Les employés de Ferrari vont être beaucoup mieux récompensés que ceux de Stellantis
Cette année, les salariés de Ferrari sont probablement très contents que la marque au cheval cabré ne soit pas rattachée fiscalement au groupe Stellantis. Alors que ces derniers doivent se serrer la ceinture, ceux de la marque d’exception sont très bien récompensés même sans avoir battu des records de ventes.

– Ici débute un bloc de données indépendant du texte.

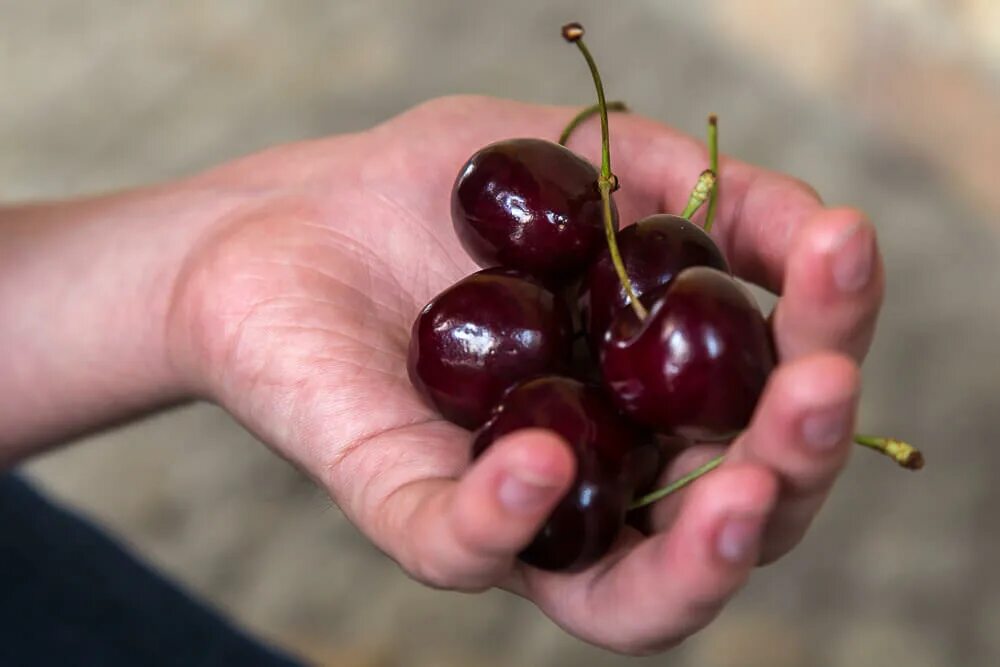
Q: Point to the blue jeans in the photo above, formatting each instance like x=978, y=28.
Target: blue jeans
x=69, y=595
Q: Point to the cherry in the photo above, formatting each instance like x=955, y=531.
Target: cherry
x=529, y=204
x=696, y=365
x=483, y=334
x=653, y=250
x=587, y=520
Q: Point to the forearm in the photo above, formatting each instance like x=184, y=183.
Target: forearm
x=85, y=290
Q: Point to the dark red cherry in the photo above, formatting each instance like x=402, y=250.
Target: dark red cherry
x=483, y=334
x=653, y=250
x=529, y=204
x=587, y=520
x=697, y=364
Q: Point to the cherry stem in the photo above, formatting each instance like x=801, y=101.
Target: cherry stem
x=676, y=485
x=702, y=190
x=903, y=453
x=607, y=182
x=713, y=164
x=615, y=105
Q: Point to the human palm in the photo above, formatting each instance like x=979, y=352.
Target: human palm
x=295, y=312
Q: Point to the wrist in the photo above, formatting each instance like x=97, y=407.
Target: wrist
x=86, y=287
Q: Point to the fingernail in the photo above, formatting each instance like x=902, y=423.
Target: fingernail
x=739, y=539
x=854, y=255
x=826, y=428
x=522, y=491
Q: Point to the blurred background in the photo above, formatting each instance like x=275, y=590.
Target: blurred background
x=893, y=106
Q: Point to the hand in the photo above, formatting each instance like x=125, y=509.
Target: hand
x=294, y=313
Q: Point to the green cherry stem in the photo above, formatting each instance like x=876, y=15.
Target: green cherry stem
x=608, y=182
x=702, y=191
x=676, y=485
x=713, y=164
x=615, y=105
x=903, y=453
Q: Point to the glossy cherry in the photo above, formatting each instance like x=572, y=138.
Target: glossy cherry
x=587, y=520
x=697, y=364
x=653, y=250
x=483, y=334
x=529, y=204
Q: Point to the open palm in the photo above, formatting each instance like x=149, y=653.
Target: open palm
x=295, y=312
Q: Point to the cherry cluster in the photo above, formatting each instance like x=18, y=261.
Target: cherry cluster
x=628, y=344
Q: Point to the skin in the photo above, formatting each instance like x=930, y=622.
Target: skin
x=283, y=286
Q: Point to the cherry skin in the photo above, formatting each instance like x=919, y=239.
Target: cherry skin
x=529, y=204
x=483, y=334
x=653, y=250
x=697, y=364
x=587, y=520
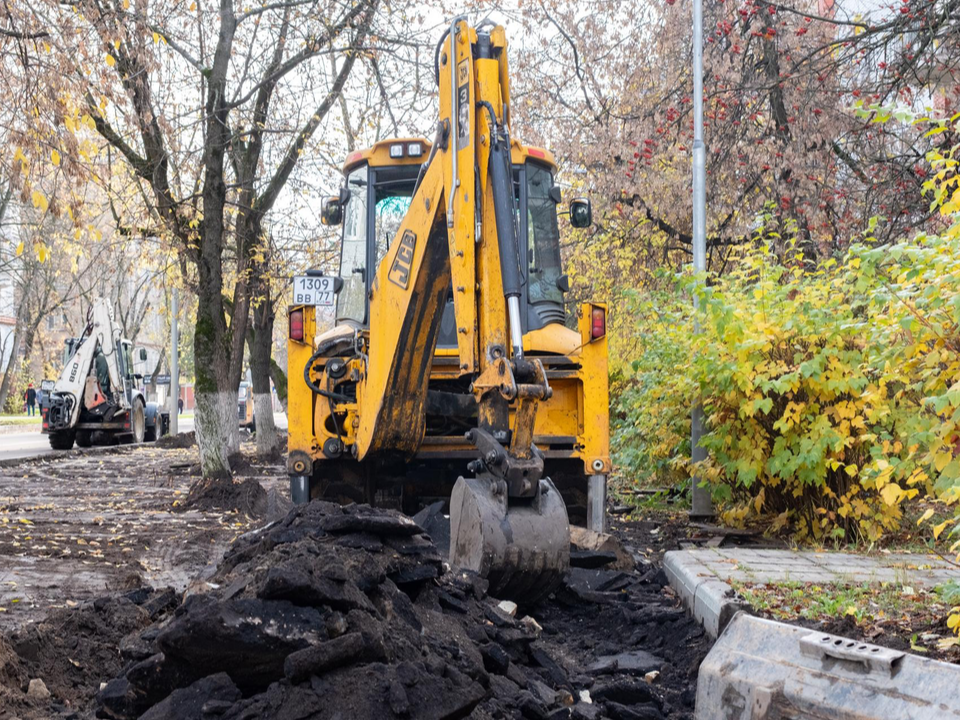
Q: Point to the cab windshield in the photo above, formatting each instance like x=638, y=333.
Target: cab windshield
x=379, y=198
x=543, y=238
x=352, y=300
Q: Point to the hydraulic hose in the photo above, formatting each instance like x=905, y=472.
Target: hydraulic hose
x=318, y=390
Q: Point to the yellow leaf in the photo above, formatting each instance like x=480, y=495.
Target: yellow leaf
x=39, y=201
x=891, y=493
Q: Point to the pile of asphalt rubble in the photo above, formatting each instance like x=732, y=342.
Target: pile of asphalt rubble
x=348, y=613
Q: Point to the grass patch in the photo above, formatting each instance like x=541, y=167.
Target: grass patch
x=917, y=615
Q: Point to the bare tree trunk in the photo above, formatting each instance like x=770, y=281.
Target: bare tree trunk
x=13, y=365
x=279, y=378
x=260, y=342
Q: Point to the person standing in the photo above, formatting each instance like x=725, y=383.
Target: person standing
x=31, y=398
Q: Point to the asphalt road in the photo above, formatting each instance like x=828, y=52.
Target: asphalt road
x=33, y=443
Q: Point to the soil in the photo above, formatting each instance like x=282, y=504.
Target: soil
x=75, y=528
x=355, y=603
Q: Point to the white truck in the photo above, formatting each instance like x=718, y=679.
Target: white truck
x=98, y=399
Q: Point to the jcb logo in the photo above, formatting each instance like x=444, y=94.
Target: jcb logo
x=400, y=270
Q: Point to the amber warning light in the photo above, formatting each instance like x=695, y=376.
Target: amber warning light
x=296, y=325
x=598, y=324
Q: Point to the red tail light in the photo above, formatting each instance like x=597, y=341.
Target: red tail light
x=598, y=323
x=296, y=325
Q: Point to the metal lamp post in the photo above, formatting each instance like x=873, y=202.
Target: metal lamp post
x=701, y=502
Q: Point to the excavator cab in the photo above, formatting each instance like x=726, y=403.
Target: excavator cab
x=456, y=369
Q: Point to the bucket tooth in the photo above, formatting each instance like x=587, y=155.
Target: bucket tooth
x=521, y=546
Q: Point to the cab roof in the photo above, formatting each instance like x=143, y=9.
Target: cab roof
x=378, y=155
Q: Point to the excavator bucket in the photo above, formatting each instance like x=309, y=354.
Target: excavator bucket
x=522, y=547
x=765, y=670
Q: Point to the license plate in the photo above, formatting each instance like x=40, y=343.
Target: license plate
x=309, y=290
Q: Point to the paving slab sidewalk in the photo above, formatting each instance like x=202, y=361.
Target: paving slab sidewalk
x=701, y=577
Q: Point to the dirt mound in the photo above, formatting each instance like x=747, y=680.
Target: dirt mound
x=227, y=495
x=12, y=673
x=74, y=650
x=181, y=440
x=352, y=603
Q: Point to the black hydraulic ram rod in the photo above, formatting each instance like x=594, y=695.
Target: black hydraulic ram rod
x=505, y=212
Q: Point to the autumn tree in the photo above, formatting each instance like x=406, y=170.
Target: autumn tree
x=792, y=95
x=211, y=108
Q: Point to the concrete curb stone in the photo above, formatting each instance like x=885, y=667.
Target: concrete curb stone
x=712, y=602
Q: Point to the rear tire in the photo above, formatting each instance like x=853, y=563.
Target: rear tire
x=62, y=440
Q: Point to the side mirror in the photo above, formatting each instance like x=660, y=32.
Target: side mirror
x=331, y=212
x=581, y=213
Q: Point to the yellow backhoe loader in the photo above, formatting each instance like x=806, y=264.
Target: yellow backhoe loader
x=450, y=371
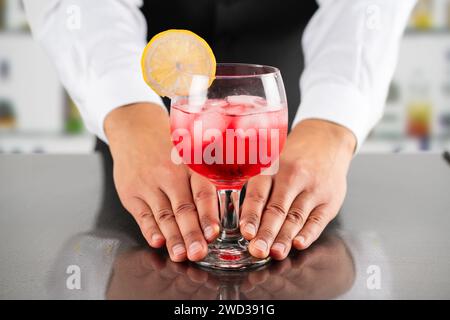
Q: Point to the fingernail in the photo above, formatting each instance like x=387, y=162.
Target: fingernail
x=300, y=239
x=261, y=245
x=178, y=250
x=157, y=238
x=209, y=232
x=250, y=229
x=195, y=247
x=279, y=247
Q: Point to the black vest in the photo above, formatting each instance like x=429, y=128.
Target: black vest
x=247, y=31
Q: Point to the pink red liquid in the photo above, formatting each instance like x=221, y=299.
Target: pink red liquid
x=238, y=157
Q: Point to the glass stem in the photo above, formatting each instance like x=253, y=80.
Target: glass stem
x=229, y=215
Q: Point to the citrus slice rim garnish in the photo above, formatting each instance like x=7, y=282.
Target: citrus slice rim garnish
x=172, y=58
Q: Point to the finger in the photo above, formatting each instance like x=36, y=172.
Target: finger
x=205, y=198
x=256, y=195
x=143, y=215
x=281, y=198
x=165, y=219
x=295, y=219
x=186, y=216
x=315, y=224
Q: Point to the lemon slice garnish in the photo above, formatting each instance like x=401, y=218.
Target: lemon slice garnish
x=173, y=58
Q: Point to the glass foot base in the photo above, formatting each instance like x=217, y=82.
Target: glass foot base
x=230, y=255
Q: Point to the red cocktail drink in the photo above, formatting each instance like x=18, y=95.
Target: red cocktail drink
x=229, y=140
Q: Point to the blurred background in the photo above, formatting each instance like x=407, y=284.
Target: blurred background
x=37, y=116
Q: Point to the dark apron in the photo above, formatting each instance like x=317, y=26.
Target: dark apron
x=248, y=31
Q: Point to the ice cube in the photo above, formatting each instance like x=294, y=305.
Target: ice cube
x=214, y=104
x=244, y=104
x=212, y=120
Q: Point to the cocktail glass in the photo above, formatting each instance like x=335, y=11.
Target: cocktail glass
x=229, y=132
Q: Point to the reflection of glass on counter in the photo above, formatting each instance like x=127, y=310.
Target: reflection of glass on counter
x=7, y=114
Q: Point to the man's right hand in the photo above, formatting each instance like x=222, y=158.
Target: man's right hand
x=170, y=204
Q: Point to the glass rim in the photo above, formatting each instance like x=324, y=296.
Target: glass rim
x=271, y=70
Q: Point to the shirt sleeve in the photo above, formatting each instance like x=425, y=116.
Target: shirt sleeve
x=350, y=50
x=96, y=47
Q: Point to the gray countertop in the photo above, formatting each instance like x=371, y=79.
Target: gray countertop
x=61, y=221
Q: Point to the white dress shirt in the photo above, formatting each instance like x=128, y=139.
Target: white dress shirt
x=350, y=49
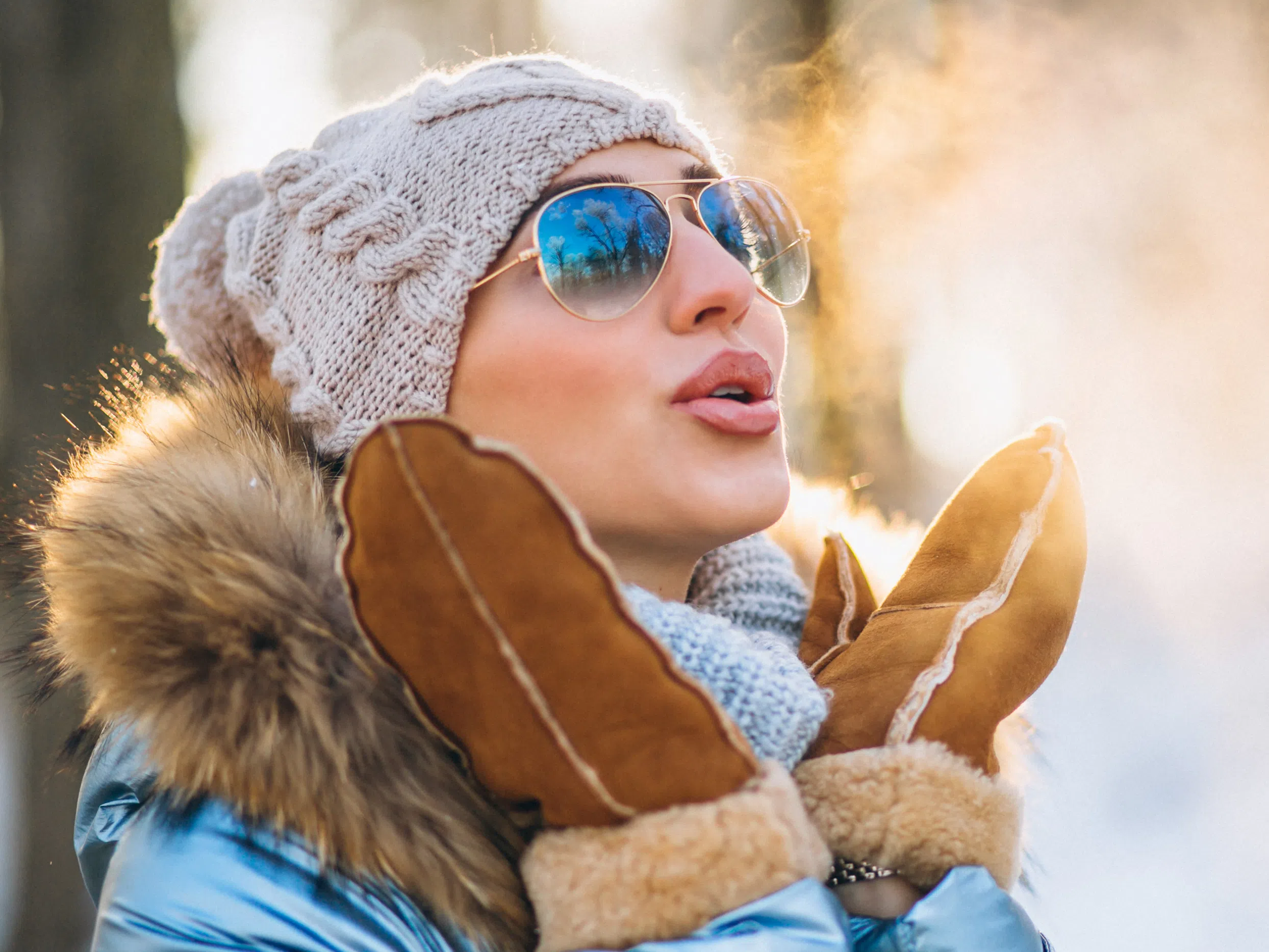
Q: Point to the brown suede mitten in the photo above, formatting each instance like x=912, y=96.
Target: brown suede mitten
x=480, y=584
x=904, y=771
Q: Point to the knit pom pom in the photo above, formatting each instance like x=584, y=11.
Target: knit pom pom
x=206, y=328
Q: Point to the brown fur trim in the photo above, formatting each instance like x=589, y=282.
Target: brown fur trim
x=189, y=570
x=916, y=808
x=667, y=873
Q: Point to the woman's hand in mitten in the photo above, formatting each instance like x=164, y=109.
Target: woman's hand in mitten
x=480, y=584
x=904, y=772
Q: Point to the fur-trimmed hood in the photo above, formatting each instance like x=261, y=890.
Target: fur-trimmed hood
x=189, y=573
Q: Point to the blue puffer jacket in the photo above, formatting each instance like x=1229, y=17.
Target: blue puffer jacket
x=198, y=879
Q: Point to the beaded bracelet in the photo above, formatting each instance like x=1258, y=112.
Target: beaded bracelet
x=847, y=871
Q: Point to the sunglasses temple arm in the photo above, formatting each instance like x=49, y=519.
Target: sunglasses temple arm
x=802, y=237
x=526, y=255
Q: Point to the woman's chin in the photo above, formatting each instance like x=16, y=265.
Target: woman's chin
x=729, y=508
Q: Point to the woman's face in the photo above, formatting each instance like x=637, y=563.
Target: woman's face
x=618, y=413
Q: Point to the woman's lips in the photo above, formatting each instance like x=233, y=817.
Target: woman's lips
x=745, y=370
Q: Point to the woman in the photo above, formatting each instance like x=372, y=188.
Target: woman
x=266, y=781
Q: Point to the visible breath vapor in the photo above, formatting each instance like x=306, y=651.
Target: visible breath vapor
x=1064, y=210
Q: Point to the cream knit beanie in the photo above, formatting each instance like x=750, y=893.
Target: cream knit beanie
x=349, y=265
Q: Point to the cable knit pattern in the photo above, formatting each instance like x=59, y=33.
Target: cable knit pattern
x=755, y=676
x=350, y=262
x=752, y=583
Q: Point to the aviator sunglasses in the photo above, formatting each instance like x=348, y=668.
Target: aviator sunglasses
x=602, y=248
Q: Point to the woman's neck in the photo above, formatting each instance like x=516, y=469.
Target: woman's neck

13 752 voitures. Voilà ce qu’avait réussi à vendre dans le monde Ferrari sur l’ensemble de l’année 2024, signant un nouveau record absolu dans l’histoire de la marque. En 2025, on a cru un temps que la marque allait pouvoir battre à nouveau ce record au vu des chiffres de ventes du premier semestre. Elle échoue finalement à quelques encablures, avec 13 640 autos soit 112 de moins que l’année précédente. La baisse du marché chinois et les complications liées aux taxes douanières du marché américain pèsent, mais il n’y a vraiment rien de négatif à part ces chiffres dans le bilan de Ferrari sur l’année 2025.
C’est même tout l’inverse : Ferrari annonce un chiffre d’affaires en progression de 7 % sur cette année 2025 par rapport à 2024, avec des résultats opérationnels en hausse de 12 % pour atteindre 2,1 milliards d’euros. De quoi arriver à une marge d’exploitation de 29,5 % qui ferait fantasmer tous les autres constructeurs automobiles de la planète sans exception. De quoi ravir les actionnaires, évidemment, avec une hausse des dividendes versés, mais aussi les salariés. Ces derniers vont bénéficier d’un bonus de 14 900€ contre 14 400€ sur l’année précédente.
Des perspectives encore meilleures pour 2026
Il n’y aura peut-être pas non plus de record de vente sur l’année 2026 mais clairement, Ferrari ne mise plus vraiment sur ce paramètre et illustre parfaitement le concept du « pricing power » dont rêvait Carlos Tavares lorsqu’il dirigeait le groupe Stellantis. Ferrari vise en effet un chiffre d’affaires de 7,5 milliards d’euros en 2026 en hausse de 5 % et prévoit aussi d’augmenter ses revenus tirés de la course automobile.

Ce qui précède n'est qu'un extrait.